In response, Assad has taken charge of a military crisis unit and takes all the daily decisions, from the deployment of army units to tasks assigned to the security services, as well as mobilization of the Alawite Shabbiha, the feared militia accused of a series of massacres in the past two months.

“Bashar remains the centre. He is involved in the day-to-day details of managing the crisis,” said a Lebanese politician close to the Syrian rulers. “He set up an elite unit led by him to manage the crisis daily.”

In this unit, intelligence chief Hisham Bekhtyar is responsible for security coordination, Dawoud Rajha is minister of defense, Assef Shawkat, the president’s powerful brother-in-law, is deputy chief of staff of the armed forces. Alongside them are Ali Mamlouk, special adviser on security, Abdel-Fattah Qudsiyeh, head of military intelligence, and Mohammad Nassif Kheyrbek, a veteran operator from the era of Assad’s father.

Maher al-Assad, the president’s younger brother and Syria’s second most powerful man, commands the main loyalist strike forces.

“Maher is directly involved in the confrontation on the ground and is in direct contact with every one of them. He has direct military responsibilities,” the Lebanese politician said.

While there has been no shake-up in the leadership, its inner circle is beginning to realize it faces a serious crisis. “In the hierarchy of the authorities you don’t see a noticeable change”, he said. But “you hear more realistic language. The prestige and standing of the regime has been scratched”.

Abdel-Nour, the former Assad adviser, paints a darker picture of the inner circle. He stresses that there is nothing autonomous about the way government units operate, whether the shelling of opposition neighborhoods by Maher’s armored columns or the killing of villagers by the Shabbiha militia. All units are under Bashar’s command and many have family ties.

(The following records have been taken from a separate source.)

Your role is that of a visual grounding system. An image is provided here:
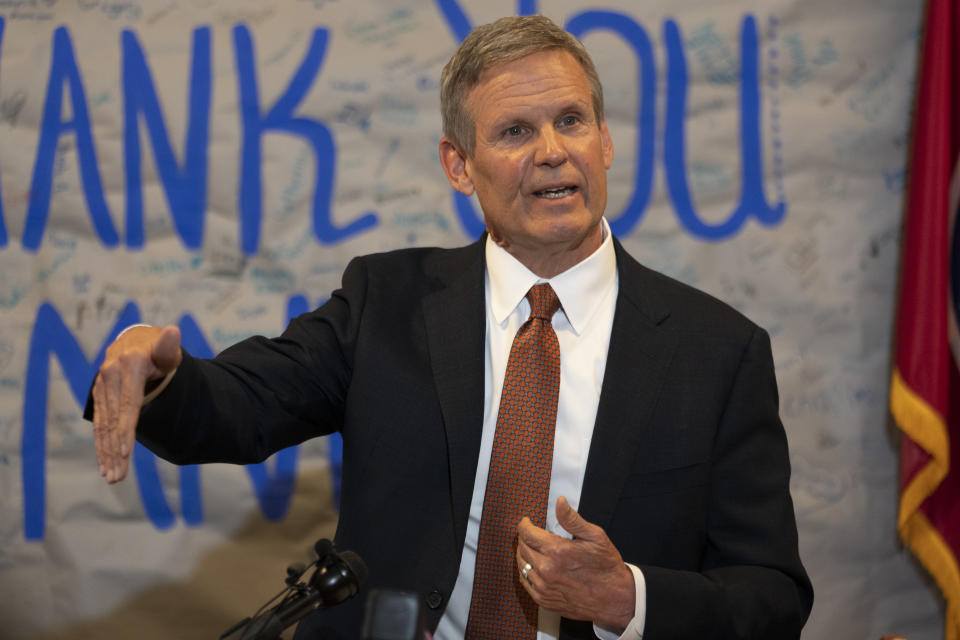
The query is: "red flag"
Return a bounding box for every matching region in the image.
[890,0,960,640]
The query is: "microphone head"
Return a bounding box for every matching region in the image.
[363,589,423,640]
[340,551,367,589]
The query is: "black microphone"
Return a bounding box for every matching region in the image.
[363,589,423,640]
[221,539,367,640]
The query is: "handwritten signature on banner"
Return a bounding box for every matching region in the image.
[0,0,787,540]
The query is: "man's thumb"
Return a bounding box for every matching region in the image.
[150,325,182,375]
[557,496,590,538]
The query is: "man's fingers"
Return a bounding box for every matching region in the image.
[556,496,598,539]
[150,325,182,377]
[93,375,107,477]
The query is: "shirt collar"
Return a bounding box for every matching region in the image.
[485,218,617,335]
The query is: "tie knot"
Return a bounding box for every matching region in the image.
[527,283,560,322]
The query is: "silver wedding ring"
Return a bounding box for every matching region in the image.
[520,562,533,580]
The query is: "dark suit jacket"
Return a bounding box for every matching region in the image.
[138,241,813,640]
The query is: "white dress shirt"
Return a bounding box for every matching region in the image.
[434,219,646,640]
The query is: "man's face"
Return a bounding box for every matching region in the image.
[440,50,613,277]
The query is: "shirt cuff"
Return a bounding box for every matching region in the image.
[593,563,647,640]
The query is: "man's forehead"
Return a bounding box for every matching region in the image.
[467,50,592,105]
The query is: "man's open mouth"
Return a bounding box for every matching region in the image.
[533,187,577,198]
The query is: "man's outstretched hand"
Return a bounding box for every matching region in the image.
[93,326,181,484]
[517,496,636,630]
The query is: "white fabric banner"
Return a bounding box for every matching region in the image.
[0,0,943,640]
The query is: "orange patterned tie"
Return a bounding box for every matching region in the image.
[464,284,560,640]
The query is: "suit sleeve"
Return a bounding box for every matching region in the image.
[641,328,813,640]
[137,255,367,464]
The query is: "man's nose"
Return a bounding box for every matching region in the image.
[534,127,567,167]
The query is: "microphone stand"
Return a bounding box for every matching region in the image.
[220,540,366,640]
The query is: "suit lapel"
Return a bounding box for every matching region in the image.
[422,236,486,548]
[579,240,677,527]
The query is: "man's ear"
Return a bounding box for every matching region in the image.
[600,120,613,169]
[440,136,474,196]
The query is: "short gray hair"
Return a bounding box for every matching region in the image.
[440,15,604,156]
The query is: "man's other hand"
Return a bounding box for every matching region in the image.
[517,496,636,630]
[93,326,181,484]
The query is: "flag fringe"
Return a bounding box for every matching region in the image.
[890,369,960,640]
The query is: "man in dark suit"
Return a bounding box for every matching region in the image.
[93,16,812,640]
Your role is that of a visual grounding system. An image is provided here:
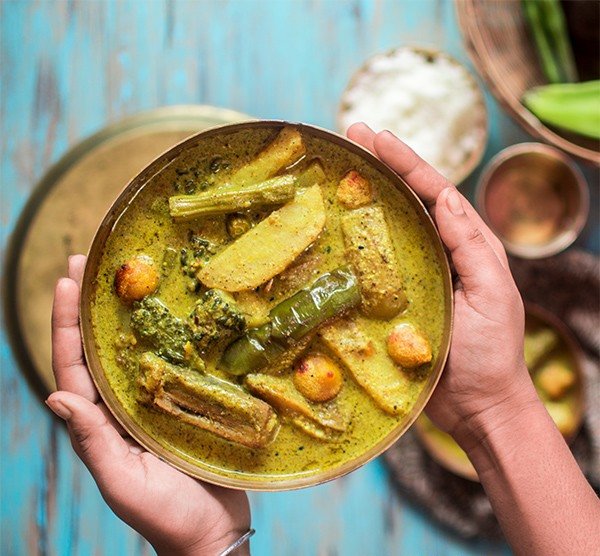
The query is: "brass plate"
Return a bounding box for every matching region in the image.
[4,106,250,395]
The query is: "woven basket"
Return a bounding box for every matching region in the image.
[455,0,600,166]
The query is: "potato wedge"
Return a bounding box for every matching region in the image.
[342,206,407,320]
[197,185,325,292]
[319,319,413,415]
[244,374,350,440]
[227,127,306,186]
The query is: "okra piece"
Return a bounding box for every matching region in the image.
[522,0,577,83]
[319,319,419,415]
[523,80,600,139]
[219,267,360,375]
[140,353,279,448]
[169,175,296,221]
[227,127,306,186]
[342,206,407,320]
[245,374,349,440]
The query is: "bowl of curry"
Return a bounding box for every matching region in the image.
[80,121,452,490]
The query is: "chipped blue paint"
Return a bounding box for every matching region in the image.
[0,0,599,556]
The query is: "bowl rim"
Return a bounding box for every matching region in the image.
[79,120,454,491]
[475,142,590,259]
[335,44,490,187]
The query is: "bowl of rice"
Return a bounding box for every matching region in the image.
[337,46,488,184]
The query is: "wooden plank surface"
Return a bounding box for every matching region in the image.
[0,0,598,556]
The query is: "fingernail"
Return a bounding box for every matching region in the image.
[46,398,72,421]
[446,189,465,216]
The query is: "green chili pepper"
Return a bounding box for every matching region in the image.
[219,267,360,375]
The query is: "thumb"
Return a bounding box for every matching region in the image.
[46,391,138,490]
[435,187,510,300]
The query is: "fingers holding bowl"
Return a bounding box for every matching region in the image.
[347,123,508,268]
[52,255,99,403]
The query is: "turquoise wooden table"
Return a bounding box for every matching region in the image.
[0,0,597,556]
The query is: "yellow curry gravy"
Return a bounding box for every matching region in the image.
[91,128,446,482]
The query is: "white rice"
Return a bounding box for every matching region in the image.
[340,49,485,178]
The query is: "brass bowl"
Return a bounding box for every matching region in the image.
[80,120,453,491]
[475,143,590,259]
[455,0,600,165]
[336,46,489,185]
[415,302,585,482]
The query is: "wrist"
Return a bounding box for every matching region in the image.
[450,362,543,459]
[153,526,250,556]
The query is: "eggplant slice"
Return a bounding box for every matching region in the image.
[140,352,279,448]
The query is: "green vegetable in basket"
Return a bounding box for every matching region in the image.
[522,0,578,83]
[523,81,600,139]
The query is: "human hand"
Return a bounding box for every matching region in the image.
[46,255,250,556]
[348,124,537,446]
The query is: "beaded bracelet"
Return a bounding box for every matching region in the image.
[219,529,256,556]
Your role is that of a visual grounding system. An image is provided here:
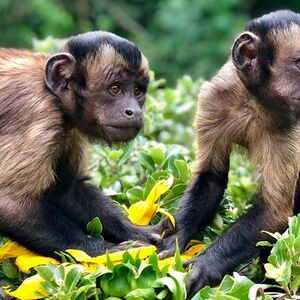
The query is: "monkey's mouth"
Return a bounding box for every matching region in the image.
[105,125,141,142]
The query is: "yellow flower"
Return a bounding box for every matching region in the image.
[158,240,207,268]
[0,241,59,273]
[3,274,49,300]
[127,175,175,227]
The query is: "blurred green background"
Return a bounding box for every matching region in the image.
[0,0,300,83]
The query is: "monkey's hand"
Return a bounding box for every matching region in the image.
[183,254,223,300]
[108,241,150,253]
[128,226,163,246]
[158,230,189,259]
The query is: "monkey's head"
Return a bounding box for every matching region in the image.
[45,31,149,144]
[232,10,300,114]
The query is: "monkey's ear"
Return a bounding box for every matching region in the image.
[44,53,76,97]
[231,31,260,71]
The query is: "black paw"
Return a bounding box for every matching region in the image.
[158,232,188,259]
[0,288,8,300]
[129,226,163,246]
[185,255,223,300]
[108,241,150,253]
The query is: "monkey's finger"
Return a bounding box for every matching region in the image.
[149,233,163,246]
[155,218,175,238]
[109,241,150,252]
[0,288,7,300]
[158,249,175,259]
[182,258,195,268]
[185,271,202,300]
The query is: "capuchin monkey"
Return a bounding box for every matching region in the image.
[157,10,300,299]
[0,31,161,257]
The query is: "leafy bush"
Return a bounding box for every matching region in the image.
[0,39,300,300]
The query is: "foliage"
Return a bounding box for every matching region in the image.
[0,38,300,300]
[0,0,300,83]
[193,215,300,300]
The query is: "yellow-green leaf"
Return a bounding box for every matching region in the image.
[16,254,59,273]
[3,274,49,300]
[146,175,174,205]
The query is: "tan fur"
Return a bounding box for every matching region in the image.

Each region has its own Shabbiha leader and many of the central cities are led by Shabbiha men related to Assad.

The 46-year-old Assad said last month that Syria was at war and ordered his government to spare no effort in pursuit of victory against rebels he has described as terrorists.

Drawing parallels with his earlier profession as an eye surgeon, he said: “When a surgeon performs an operation to treat a wound do we say to him: ‘Your hands are covered in blood’?”

“Or do we thank him for saving the patient?”